This discussion has been locked.
You can no longer post new replies to this discussion. If you have a question you can start a new discussion

Slave node stuck in up2date state

Slave node stuck in up2date state. Reboot does not solve the problem.

MASTER: 2 Node2 198.19.250.2 9.403004 ACTIVE
SLAVE: 1 Node1 198.19.250.1 9.356003 UP2DATE

Login to slave node failed due of permission denied. Changing ssh passwords for slave via Webadmin does not work. 

Possible Reason:
version of package '/var/up2date/sys/u2d-sys-9.356003-404005.tgz.gpg' doesn't fit, skipping



This thread was automatically locked due to age.
  • Hi Technik.

    You're saying that you are not able to ssh into your slave node using ha_utils ssh?

    If so, you are in a bit of a pickle here. I would suggest contacting support ASAP if this is a commercial license. Another course of action would be to destroy your cluster, upgrade both nodes to the same version and rebuild the cluster. Don't worry about loosing anything, when you destroy the cluster, it will automatically factory reset and shutdown your slave node and your master node will remain intact.

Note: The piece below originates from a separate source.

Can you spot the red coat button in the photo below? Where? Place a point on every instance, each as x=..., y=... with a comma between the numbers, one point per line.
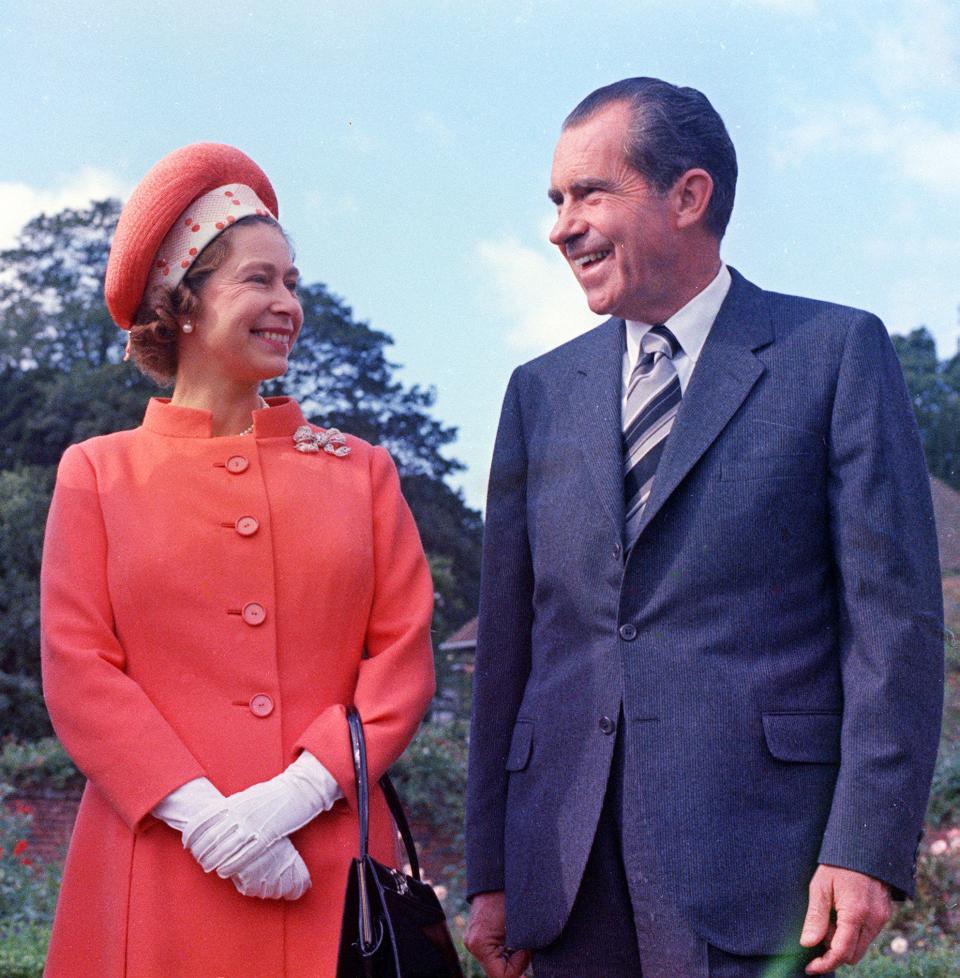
x=261, y=705
x=253, y=613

    Just make sure that, if you decide to rebuild your cluster, that your master node uptime is higher than your slave node, otherwise your slave node might end up being selected as master and wiping out the master node configuration, logs and reports. Just reboot the slave node a few times before joining it to the cluster and Bob's your uncle.

    Regards - Giovani

  • Hi, and welcome to the UTM Community!

    First, you should get Sophos Support involved.

    That said, if you want to do this yourself, I would try the following:

    1. Power down the Slave.
    2. Up2Date the Master to 9.404 (This will cause a reboot and about 5 minutes of down time.)
    3. Power up the Slave.  It should Up2Date itself and the Master should sync to it.

    If that doesn't solve the problem, you will need to disconnect the Slave, re-image it, bring it up to the same version as the Master, power it down, re-connect it and power it back up.

    Support needs to know about this though, so I reiterate the suggestion to get them involved first.

    Cheers - Bob

    EDIT: Later the same day:  I moved Giovani's post from the duplicate thread and then deleted the duplicate thread.

     
    Sophos UTM Community Moderator
    Sophos Certified Architect - UTM
    Sophos Certified Engineer - XG
    Gold Solution Partner since 2005
    MediaSoft, Inc. USA
  • Hi BAlfson,

    your howto worked fine for me, i had the same problem as described in the initial post. One exception for me though. I have "keep node(s) reserved during Up2Date" enabled (Management -> High Availibility -> Configuration -> Advanced) and had to start the upgrade on the slave node manually. Finally my HA is working again. Thanks!

     

    Cheers,

    Lars

  • Hi Giovani

    With your quick guide I could solve the issue.

    > destroy cluster
    > factory reset slave an bring it to newest firmware version
    > update master to newest firmware version
    > re-create cluster (pay attension on uptime)

    > sync nodes... all good!

    Bob's my uncle now! ;)

    Many thanks for your help.

    Regards
    Marcel